Em sua exposição, Stivali destacou a importância de um cenário de queda de juros tanto para a atração de investimentos quanto para a tarifa desse serviço, posto que projetos licitados – tanto por empresas públicas quanto privadas – incorporam a tarifa em seu cálculo. “Projetos mais caros também ficarão mais caros para o usuário e podem afetar o subsídio para populações mais pobres”, afirmou, lembrando que investimentos de saneamento incorporam um cálculo de custo de capital de mais longo prazo, de 20 a 30 anos, quando da maturação desses projetos. “Tanto a conjuntura macroeconômica de partida é importante, como também a regulação e a segurança jurídica que o investidor identifica. São aspectos que não se separam. Por isso, a importância também de se garantir um histórico de regras do jogo que se mantêm ao longo da execução de projetos”, afirmou, destacando a atratividade do setor de saneamento para investidores institucionais, como fundos de pensão, focados no longo prazo. Stivali lembrou que o novo marco do saneamento ainda está em começo de implementação, ressaltando a importância do trabalho da Agência Nacional de Águas e Saneamento Básico (ANA), responsável por elaborar as normas de referência que regulamentarão o setor, uniformizando a atuação das mais de 80 agências reguladoras que cuidam do saneamento no Brasil. “A partir da experiência de outras agências, estou otimista com o trabalho que a ANA vem realizando, de construção gradual dessas regras”, afirmou.

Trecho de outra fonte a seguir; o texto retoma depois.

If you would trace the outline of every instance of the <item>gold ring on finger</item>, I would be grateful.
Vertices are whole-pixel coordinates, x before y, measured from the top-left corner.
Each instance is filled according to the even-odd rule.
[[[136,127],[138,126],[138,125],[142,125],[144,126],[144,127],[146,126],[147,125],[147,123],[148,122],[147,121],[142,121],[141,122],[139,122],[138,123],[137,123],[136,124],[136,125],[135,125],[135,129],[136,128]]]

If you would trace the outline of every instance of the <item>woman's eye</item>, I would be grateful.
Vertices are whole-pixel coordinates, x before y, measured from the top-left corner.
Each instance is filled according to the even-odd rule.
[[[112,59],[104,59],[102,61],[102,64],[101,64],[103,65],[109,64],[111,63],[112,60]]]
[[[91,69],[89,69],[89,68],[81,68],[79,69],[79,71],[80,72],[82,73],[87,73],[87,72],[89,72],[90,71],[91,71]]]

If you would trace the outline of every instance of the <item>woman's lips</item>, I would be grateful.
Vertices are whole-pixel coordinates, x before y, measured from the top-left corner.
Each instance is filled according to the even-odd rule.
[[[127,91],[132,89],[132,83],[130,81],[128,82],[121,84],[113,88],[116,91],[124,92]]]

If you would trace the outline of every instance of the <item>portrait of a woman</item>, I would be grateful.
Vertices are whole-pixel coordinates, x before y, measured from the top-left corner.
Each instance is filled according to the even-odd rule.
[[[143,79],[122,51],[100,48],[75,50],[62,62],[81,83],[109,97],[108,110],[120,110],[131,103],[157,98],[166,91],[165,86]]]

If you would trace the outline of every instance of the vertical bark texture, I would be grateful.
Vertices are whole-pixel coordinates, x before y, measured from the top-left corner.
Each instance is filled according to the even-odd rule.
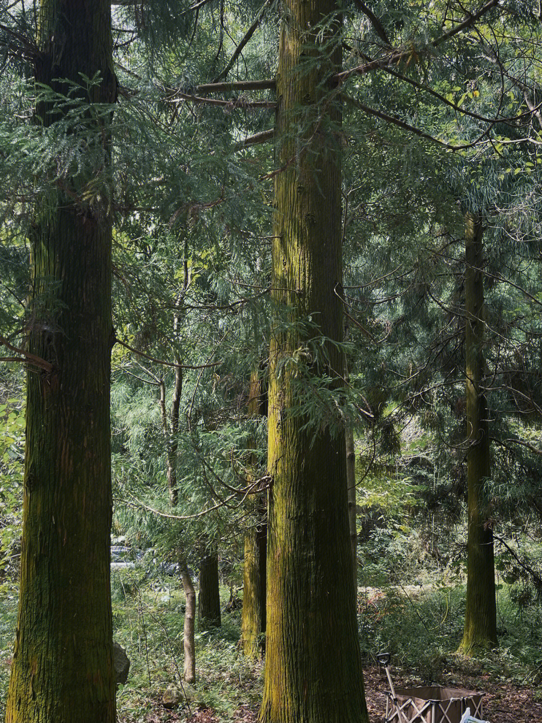
[[[218,554],[215,547],[206,551],[199,565],[198,620],[200,630],[221,625]]]
[[[340,108],[329,78],[333,0],[288,0],[277,74],[279,143],[272,246],[266,677],[262,723],[367,721],[354,604],[344,434],[289,410],[302,375],[338,379],[341,342]],[[331,51],[331,40],[336,40]],[[287,318],[284,319],[284,317]],[[287,321],[289,323],[285,323]],[[300,322],[302,323],[300,323]],[[303,323],[303,322],[308,322]],[[292,360],[305,362],[300,366]],[[337,382],[338,383],[338,382]]]
[[[99,72],[101,82],[90,97],[81,91],[82,102],[114,101],[109,2],[41,0],[39,44],[38,81],[65,92],[53,79],[80,83],[80,73]],[[38,106],[38,122],[58,119],[48,110]],[[7,723],[115,718],[111,219],[107,202],[82,200],[110,151],[107,128],[87,118],[89,135],[82,147],[96,153],[100,165],[62,180],[56,205],[38,209],[32,238],[28,348],[53,371],[32,371],[27,379],[20,596]]]
[[[495,566],[491,512],[484,494],[490,476],[489,432],[484,390],[484,248],[480,218],[467,214],[465,299],[468,533],[465,630],[460,649],[471,654],[497,644]]]
[[[185,591],[185,625],[183,644],[185,662],[183,677],[187,683],[196,682],[196,643],[194,642],[194,623],[196,620],[196,591],[192,578],[188,572],[186,560],[180,560],[180,579]]]
[[[248,406],[250,416],[267,416],[267,388],[259,370],[250,376]],[[251,456],[255,470],[258,461]],[[254,523],[245,535],[241,647],[246,657],[256,659],[265,649],[267,500],[259,492],[250,495],[248,506]]]
[[[348,426],[346,437],[346,484],[348,486],[348,523],[350,531],[350,548],[354,567],[354,599],[357,603],[357,518],[356,515],[356,452],[354,430]]]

“Diante de um momento em que tratamos de temas tão relevantes no campo ambiental de transição energética, não podemos manter o saneamento esquecido”, defendeu Silvia, reforçando as externalidades dessa atividade para a economia do país, em especial a produtividade – ponto sensível para se ampliar o potencial de crescimento brasileiro. “ A evolução da produtividade pode ser observada sob dois aspectos. O primeiro é o valor adicionado por cada trabalhador – na média, a produtividade do trabalhador brasileiro é ¼ da do americano –, refletindo problemas de eficiência. O segundo e o número de pessoas que trabalham dentro do total da população. Quando há muitos jovens entrando no mercado de trabalho em comparação ao total, chamamos de bônus demográfico. O Censo recentemente divulgado pelo IBGE mostra que nossa população está envelhecendo, o que significa que desperdiçamos essa janela do bônus demográfico, em que deveríamos ter crescido mais”, descreveu, citando estudos do Observatório da Produtividade Regis Bonelli. Silvia indicou que, além da capacitação os trabalhadores, com investimento em educação e formação continuada, outro elemento importante para garantir mais crescimento para o Brasil será o investimento. “Comparando com outras economias, vemos que estamos mal. No Chile, o investimento é próximo de 24% do PIB; no México e na Colômbia, também supera 20% do PIB. Recentemente, conseguimos melhorar um pouco esse nível, mais ainda estamos atrás, com cerca de 18% do PIB, sendo que em infraestrutura mal chega a 2% do PIB – aquém do necessário inclusive para cobrir a depreciação”, diz. “E aí se enquadra o saneamento, de alto impacto social, assim coo a mobilidade urbana. No Chile, quando separamos o que é investimento público do privado em saneamento e mobilidade urbana, vemos que o setor público tem parcela relevante desse investimento. A questão é ter uma alocação eficiente de recursos, que combine com parcerias público-privadas quando necessário”, defendeu, destacando as perdas de bem estar da população e de PIB que o atraso nesses investimentos implica.